Actually, AND & OR are not that big, as words go. They just look big because I typed them all in CAPS.

exskindiver said...

for bigger words see

Chrlane said...

Sorry. I did not mean to hurt anyone's poor head. This stuff fascinates me on so many levels.

So far as wither goes it did add a bit of poetry to the words, but it was not at all in line with my point, so I felt compelled to excuse the typo.

Ron Davison said...

Now you're just poking fun at me.

Ron Davison said...

fascinating indeed - with or without the wither.

chesca said...



Tisha! said...

sorry Ron I'm one of the BIG bad agnostic monsters you talked about BUT I have no need for an "OR", "AND" suits me quite well because nothing is absolutely definite in my mind and anyone who needs to make such distinction is depriving themselves.

Ron Davison said...

Chesca (xSD),

Ron Davison said...

But all my blog readers are supposed to think just like me! :)
Actually, as you know, some of my best friends are agnostic and fundamentalists. The only ones who make me nervous are the ones who think that the world would be better off without the other. You and your agnosticism are welcome to come around R World any time because I know you're the welcoming and tolerant sort.

Tisha! said...

Cheers Ron! I believe in pluralism...freedom of thinking :) You have the same way of seeing things!

Life Hiker said...

Wondering about the "AND" or "OR" has been a primary preoccupation of humankind for millenia. And I have been no exception, searching and searching for understanding, but of course unsuccessfully like all my predecessors.
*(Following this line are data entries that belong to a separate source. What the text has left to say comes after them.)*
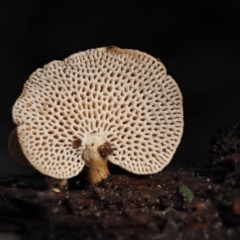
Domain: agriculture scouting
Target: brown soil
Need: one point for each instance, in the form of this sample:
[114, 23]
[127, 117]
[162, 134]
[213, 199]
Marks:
[125, 206]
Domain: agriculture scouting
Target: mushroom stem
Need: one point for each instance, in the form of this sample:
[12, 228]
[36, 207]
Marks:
[98, 171]
[95, 155]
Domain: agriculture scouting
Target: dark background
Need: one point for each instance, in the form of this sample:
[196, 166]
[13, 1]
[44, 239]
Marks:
[198, 42]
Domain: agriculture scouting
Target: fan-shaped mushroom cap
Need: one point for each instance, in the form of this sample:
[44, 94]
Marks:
[124, 95]
[15, 149]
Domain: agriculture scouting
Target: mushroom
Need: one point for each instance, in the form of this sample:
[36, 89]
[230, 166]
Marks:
[100, 105]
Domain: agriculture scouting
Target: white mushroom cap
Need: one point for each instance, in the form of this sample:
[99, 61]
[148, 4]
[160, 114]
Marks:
[124, 95]
[15, 149]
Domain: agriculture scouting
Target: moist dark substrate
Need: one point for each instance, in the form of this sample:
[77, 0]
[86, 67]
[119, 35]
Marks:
[127, 206]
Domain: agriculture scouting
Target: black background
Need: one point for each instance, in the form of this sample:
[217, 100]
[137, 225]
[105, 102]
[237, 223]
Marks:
[198, 41]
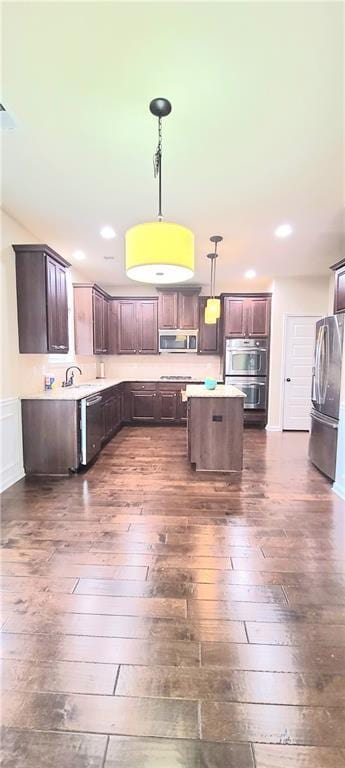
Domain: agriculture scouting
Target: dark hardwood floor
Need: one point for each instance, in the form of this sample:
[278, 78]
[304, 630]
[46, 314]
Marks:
[154, 617]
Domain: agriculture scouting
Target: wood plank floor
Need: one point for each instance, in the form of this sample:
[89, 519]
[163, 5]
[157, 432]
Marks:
[156, 617]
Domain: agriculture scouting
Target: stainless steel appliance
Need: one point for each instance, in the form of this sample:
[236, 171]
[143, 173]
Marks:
[178, 341]
[254, 388]
[246, 357]
[91, 427]
[325, 395]
[246, 366]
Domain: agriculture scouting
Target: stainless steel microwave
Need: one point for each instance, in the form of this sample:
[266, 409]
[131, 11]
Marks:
[178, 341]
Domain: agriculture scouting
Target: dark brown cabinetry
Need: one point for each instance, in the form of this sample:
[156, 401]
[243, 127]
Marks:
[246, 316]
[41, 300]
[137, 327]
[111, 412]
[339, 286]
[208, 334]
[142, 401]
[178, 309]
[155, 402]
[100, 323]
[91, 319]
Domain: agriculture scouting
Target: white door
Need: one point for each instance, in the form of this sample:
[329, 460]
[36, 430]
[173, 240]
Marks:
[299, 360]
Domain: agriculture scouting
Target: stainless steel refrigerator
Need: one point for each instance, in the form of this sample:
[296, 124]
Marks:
[325, 394]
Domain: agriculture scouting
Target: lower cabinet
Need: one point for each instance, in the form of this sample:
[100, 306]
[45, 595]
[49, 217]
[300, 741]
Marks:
[111, 412]
[52, 430]
[154, 402]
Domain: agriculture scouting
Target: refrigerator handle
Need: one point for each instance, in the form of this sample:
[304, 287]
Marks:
[325, 363]
[318, 364]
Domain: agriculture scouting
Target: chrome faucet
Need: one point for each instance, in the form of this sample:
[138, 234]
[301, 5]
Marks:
[70, 381]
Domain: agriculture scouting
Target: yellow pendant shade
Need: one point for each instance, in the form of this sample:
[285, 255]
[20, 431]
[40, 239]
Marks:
[159, 252]
[213, 307]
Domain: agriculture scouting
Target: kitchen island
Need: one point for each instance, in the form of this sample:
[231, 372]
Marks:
[215, 427]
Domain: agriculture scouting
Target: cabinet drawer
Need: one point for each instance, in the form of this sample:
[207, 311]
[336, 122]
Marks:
[171, 387]
[147, 386]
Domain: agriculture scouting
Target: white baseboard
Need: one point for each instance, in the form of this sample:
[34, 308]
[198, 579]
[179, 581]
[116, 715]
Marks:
[11, 449]
[339, 490]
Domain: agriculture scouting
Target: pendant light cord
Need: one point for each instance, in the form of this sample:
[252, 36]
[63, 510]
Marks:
[157, 165]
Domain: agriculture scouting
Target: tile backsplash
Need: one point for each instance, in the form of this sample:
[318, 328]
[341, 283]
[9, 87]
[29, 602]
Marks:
[147, 366]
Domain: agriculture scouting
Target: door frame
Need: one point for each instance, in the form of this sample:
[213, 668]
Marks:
[287, 316]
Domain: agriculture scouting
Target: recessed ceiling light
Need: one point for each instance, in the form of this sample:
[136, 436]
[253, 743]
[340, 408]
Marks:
[107, 232]
[284, 230]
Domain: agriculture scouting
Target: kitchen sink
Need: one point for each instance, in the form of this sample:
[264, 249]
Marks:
[82, 386]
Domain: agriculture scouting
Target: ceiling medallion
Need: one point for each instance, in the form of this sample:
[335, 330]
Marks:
[159, 252]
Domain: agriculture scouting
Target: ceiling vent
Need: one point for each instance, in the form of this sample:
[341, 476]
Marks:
[6, 121]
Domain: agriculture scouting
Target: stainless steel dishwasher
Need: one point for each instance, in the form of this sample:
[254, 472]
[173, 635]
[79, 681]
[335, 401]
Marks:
[91, 427]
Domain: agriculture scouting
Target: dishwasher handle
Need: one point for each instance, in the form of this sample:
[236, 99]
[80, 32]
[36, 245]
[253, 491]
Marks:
[93, 400]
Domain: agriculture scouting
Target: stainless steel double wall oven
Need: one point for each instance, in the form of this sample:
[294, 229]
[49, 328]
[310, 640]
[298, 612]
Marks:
[246, 367]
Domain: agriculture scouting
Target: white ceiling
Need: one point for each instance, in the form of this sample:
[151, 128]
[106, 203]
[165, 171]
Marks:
[254, 138]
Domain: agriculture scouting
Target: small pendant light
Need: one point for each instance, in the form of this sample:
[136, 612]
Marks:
[212, 309]
[159, 251]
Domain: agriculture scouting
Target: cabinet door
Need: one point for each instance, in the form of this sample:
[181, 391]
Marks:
[168, 406]
[258, 316]
[127, 327]
[52, 319]
[98, 323]
[112, 327]
[234, 317]
[339, 298]
[167, 310]
[57, 307]
[208, 334]
[182, 409]
[147, 327]
[188, 313]
[143, 406]
[105, 323]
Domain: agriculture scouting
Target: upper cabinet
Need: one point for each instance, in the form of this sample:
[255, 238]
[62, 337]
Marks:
[339, 286]
[42, 303]
[235, 316]
[91, 320]
[137, 326]
[208, 334]
[246, 316]
[178, 309]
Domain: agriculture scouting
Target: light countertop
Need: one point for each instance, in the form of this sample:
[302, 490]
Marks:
[85, 389]
[221, 390]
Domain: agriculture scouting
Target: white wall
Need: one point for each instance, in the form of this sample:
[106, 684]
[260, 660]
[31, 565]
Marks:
[297, 296]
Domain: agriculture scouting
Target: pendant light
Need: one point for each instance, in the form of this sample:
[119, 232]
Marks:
[212, 309]
[159, 251]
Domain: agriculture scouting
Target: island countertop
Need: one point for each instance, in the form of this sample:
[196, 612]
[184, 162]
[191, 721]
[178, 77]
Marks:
[221, 390]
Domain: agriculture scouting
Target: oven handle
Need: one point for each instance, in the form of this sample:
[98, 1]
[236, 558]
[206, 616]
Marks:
[247, 351]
I want to believe, and do believe, that the universe has a purpose and that its sentient habitants will someday get some insight into that purpose. If that's false, what's the point of us?

I'm "Christian", too, but not so ignorant as to believe that the creator is limited to approaching us humans in only one way. But it seems that those who truly sense the divine have a humility that many who practice "religion" sadly lack.